Improving Sequential Decision Making in Human-In-The-Loop Systems
Interactions between humans and autonomous systems are always necessary. They could be very simple interactions such as a person pushing a button to trigger a specific function, or more complicated interactions such as an autonomous vehicle interacting with other human drivers. Therefore, a safe and efficient interaction is crucial for advancing autonomous systems, especially those requiring persistent interactions with humans.
One common type of such systems is the human-assistance system such as warning systems in the aircraft and automatic braking systems in automobile. Traditionally, they only monitor the states of the machine to prevent human errors and enhance safety, but not take into account the state of the human in their decision-making processes, arguably the greatest variability affecting the safety. In light of the above drawbacks, we believe that more desirable autonomous systems should take the human state into account in their decision-making processes. In other words, other than the task completion, the exploration, estimation or even control of the human state should be a part of the decision-making loop in such human-in-the-loop systems. Moreover, to estimate the state of the human, most autonomous systems just passively gain information from their sensors, while ignoring the fact that the action of the autonomous system can actually help understand and estimate the human state better, and a better understanding of the human state will better achieve its goal as well.
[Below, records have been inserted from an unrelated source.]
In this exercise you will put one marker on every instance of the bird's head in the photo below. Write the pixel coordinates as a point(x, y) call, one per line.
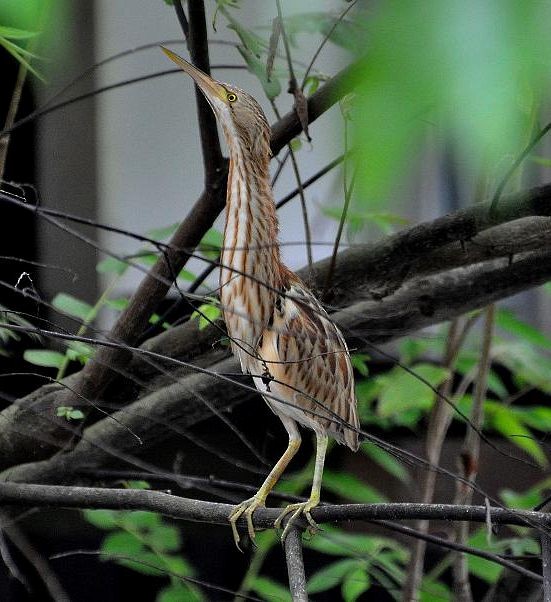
point(241, 117)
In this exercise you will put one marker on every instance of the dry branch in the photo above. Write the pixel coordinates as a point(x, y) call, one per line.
point(463, 280)
point(60, 496)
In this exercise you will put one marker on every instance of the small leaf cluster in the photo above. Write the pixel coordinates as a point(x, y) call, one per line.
point(147, 544)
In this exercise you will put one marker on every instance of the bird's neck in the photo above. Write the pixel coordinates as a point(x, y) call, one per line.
point(250, 236)
point(251, 269)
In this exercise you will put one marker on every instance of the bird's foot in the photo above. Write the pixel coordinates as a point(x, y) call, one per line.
point(246, 508)
point(295, 510)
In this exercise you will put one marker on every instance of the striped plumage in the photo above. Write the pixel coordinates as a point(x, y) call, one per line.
point(278, 330)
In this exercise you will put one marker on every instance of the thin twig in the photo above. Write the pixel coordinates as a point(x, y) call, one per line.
point(40, 565)
point(326, 38)
point(501, 186)
point(182, 19)
point(10, 117)
point(208, 129)
point(546, 566)
point(470, 455)
point(452, 545)
point(439, 421)
point(300, 188)
point(68, 496)
point(348, 190)
point(295, 565)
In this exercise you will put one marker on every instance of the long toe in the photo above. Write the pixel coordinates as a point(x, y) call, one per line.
point(296, 511)
point(246, 508)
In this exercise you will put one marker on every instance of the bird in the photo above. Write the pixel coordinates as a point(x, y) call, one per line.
point(279, 331)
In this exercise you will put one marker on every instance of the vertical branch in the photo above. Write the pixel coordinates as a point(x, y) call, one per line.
point(439, 422)
point(10, 117)
point(41, 566)
point(300, 188)
point(546, 566)
point(470, 455)
point(295, 565)
point(347, 196)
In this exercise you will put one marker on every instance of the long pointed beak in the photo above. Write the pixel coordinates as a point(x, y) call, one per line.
point(210, 87)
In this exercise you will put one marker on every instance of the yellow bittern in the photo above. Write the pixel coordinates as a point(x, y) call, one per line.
point(278, 330)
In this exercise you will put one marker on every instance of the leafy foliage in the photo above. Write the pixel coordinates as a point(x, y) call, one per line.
point(144, 542)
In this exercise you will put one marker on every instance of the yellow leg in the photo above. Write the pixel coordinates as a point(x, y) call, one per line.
point(258, 500)
point(304, 507)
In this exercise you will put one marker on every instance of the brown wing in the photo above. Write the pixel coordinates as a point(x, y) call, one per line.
point(305, 350)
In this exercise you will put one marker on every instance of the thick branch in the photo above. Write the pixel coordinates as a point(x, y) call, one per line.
point(26, 430)
point(96, 376)
point(24, 494)
point(420, 303)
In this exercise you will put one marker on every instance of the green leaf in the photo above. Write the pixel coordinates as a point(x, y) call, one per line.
point(79, 351)
point(69, 413)
point(146, 259)
point(528, 499)
point(141, 520)
point(355, 584)
point(507, 320)
point(13, 33)
point(102, 519)
point(481, 568)
point(271, 590)
point(357, 220)
point(350, 487)
point(119, 304)
point(123, 543)
point(179, 592)
point(187, 275)
point(253, 43)
point(112, 265)
point(546, 162)
point(73, 306)
point(386, 461)
point(402, 391)
point(207, 314)
point(272, 86)
point(311, 84)
point(43, 357)
point(164, 538)
point(178, 565)
point(295, 144)
point(434, 591)
point(331, 575)
point(144, 562)
point(505, 421)
point(537, 417)
point(347, 34)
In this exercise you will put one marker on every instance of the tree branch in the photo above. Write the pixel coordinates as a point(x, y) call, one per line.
point(133, 320)
point(67, 496)
point(421, 301)
point(199, 53)
point(295, 565)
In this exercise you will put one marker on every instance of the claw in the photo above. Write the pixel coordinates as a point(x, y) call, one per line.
point(296, 510)
point(246, 508)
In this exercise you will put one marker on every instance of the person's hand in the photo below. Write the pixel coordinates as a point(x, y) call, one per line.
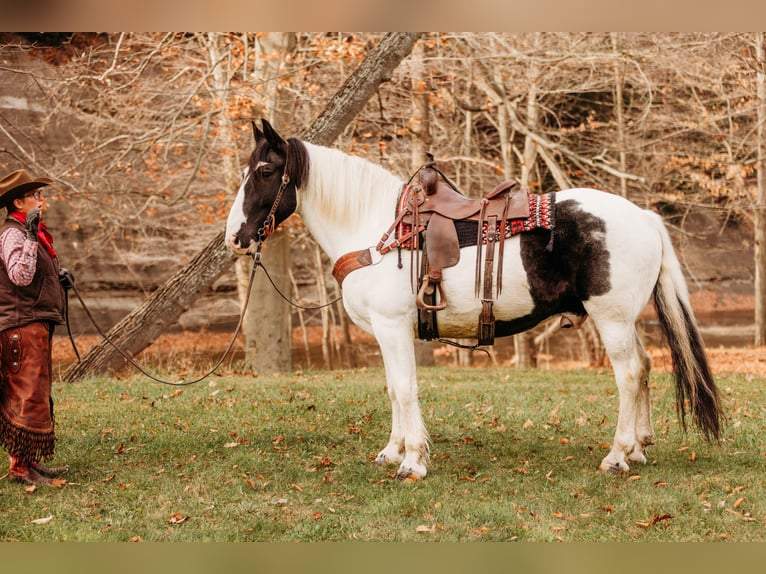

In this thesis, we will develop frameworks and computational tools for human-in-the-loop systems to achieve a safe and efficient interaction. Beginning with a general form of the interactive model using a partially observable discrete-time stochastic hybrid system, we describe how its discrete form, partially observable Markov decision process, can be used to integrate the human model, the machine dynamical model and their interaction in a probabilistic framework. We will further advance the discrete version to hidden mode stochastic hybrid systems that can consider continuous states with discrete hidden modes used to model the hidden human intents. We tackle the computational challenge of the optimal control problem in hidden mode stochastic hybrid systems and show a significant improvement in the computational time. A driver-assistance application shows the efficacy of our proposed method. Finally, we propose to incorporate the safety constraint by a novel model predictive control based framework, which will encourage the exploration of the hidden human intent as well as achieving its goal with hard safety constraints. Taking them together, these contributions advance the computational framework for next generation human-in-the-loop systems, which are capable to monitor both the human and the machine states, actively explore the human intent, and give appropriate feedbacks to them in order to enhance both safety and efficiency.